According to The Decaturian (Dec) student newspaper, Matsumoto came to Millikin after helping staff the Japanese delegation’s exhibit at the 1904 Louisiana Purchase Exposition in St. Louis (aka the World’s Fair depicted in the popular Judy Garland film, “Meet Me in St. Louis”). As a student, Matsumoto was a frequent contributor to the Dec and the yearbook, writing articles on diverse topics such as Japanese military service and popular sports in his homeland (including ken-jitsu, jiu-jitsu, boating, swimming, tennis and baseball). He also would write an occasional poem and a humorous insert titled “Tokyo American” for the Dec. A member of the YMCA, he was active in several campus organizations, including the Commerce and Finance Association.
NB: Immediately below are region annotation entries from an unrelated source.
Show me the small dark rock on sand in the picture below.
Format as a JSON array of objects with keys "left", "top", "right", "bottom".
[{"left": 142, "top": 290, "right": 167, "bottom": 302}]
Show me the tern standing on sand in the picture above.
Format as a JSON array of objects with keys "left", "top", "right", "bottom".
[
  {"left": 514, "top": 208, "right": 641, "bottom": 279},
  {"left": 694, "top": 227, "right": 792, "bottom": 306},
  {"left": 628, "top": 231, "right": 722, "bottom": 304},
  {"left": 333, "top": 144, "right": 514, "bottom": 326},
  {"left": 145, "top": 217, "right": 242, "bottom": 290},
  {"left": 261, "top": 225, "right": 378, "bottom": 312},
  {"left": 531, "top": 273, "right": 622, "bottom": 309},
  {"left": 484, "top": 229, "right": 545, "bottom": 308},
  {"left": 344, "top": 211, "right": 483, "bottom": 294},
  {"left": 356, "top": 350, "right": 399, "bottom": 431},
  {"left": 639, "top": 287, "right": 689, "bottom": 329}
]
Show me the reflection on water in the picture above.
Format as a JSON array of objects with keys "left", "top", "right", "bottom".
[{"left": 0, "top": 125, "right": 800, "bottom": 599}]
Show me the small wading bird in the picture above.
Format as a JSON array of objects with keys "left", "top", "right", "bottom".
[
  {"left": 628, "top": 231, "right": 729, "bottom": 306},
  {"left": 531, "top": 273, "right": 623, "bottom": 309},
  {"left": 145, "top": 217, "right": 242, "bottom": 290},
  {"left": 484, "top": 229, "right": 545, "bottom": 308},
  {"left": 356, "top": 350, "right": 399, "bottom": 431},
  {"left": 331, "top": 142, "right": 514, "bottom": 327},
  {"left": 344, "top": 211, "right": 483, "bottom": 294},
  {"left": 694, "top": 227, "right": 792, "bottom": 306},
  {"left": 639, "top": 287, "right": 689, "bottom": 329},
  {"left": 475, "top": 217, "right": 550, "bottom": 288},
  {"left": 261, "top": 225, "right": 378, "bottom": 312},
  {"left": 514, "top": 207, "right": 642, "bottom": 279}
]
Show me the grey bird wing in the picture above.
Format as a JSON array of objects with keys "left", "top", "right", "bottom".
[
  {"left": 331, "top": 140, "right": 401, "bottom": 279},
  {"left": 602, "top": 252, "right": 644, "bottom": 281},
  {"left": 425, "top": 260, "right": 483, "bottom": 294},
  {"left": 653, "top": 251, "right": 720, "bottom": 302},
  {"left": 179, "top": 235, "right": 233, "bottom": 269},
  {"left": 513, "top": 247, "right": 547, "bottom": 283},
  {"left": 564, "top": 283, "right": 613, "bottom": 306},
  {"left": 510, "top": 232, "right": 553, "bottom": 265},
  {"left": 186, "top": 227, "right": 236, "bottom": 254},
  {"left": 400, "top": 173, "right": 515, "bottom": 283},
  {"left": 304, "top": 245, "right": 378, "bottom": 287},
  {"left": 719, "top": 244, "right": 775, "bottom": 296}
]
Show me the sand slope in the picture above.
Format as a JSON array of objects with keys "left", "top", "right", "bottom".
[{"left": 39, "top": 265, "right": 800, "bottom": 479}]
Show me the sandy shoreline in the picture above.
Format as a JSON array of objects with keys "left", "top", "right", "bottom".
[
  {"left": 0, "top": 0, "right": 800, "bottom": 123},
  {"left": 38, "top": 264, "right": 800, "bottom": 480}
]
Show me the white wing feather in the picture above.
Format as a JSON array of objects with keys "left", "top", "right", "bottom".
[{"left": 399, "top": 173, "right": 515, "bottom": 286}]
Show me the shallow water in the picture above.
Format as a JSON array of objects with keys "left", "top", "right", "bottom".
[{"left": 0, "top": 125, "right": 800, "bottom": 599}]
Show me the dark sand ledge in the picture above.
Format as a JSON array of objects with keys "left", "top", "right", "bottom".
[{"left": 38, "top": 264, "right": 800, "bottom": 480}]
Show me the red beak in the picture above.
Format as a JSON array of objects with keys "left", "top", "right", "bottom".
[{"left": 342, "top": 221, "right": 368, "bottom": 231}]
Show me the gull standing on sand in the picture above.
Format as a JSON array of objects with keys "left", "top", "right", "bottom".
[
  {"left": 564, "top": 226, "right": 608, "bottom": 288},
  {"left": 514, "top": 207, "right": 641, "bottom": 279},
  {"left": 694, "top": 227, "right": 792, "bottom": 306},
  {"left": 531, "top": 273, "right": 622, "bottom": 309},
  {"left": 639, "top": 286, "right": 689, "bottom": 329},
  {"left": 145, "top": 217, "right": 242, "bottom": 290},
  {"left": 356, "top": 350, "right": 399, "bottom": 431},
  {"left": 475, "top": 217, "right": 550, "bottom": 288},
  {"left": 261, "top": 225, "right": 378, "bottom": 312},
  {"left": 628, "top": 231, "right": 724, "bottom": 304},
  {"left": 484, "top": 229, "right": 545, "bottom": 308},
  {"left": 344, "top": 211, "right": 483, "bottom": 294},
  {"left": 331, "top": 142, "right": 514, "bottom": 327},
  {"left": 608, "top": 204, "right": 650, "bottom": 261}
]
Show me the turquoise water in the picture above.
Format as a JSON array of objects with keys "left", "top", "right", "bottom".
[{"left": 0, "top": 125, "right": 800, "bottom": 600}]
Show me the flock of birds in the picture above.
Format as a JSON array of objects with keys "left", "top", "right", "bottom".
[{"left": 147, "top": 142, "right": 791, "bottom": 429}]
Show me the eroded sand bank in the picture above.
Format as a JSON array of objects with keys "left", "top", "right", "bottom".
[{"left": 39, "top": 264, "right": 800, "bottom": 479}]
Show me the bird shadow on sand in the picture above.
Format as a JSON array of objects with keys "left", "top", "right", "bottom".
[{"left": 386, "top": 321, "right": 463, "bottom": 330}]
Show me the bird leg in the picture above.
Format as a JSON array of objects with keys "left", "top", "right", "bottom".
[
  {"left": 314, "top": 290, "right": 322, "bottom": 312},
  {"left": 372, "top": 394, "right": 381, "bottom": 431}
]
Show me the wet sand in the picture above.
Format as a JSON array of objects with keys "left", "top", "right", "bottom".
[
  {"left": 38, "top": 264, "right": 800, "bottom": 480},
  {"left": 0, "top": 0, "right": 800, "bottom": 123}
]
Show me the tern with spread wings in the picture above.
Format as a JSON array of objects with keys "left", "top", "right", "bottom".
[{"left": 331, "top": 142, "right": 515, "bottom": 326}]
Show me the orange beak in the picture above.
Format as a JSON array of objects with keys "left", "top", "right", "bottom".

A local newspaper, The Decatur Herald, reported in March 1905 that Matsumoto sang several Japanese songs, performed a dance and gave a jiu-jitsu demonstration as part of a Dramatic Club fundraiser for the Millikin Athletic Association on the stage of what is now known as Albert Taylor Theatre. His demonstration partner, fellow student Casca Whitehouse, “became winded from the violence of the exercise” and had to take a break to rest. The paper later reported in depth on Matsumoto’s reading of his research paper, “The Courts and Jails of the United States Compared with Those of Japan.”
Both newspapers reported the disappointment of his fellow students when Matsumoto left Millikin during the 1906-07 academic year to study at the Wharton School of Commerce and Finance at the University of Pennsylvania, per his father’s wishes. However, Matsumoto became so homesick for Millikin that he convinced his father to allow him to return in fall 1907 to complete his bachelor’s degree at the Big Blue. His fellow Millikinites welcomed him back with “a buzz of genuine pleasure,” the Dec reported, and he was elected student marshal for his 1908 commencement.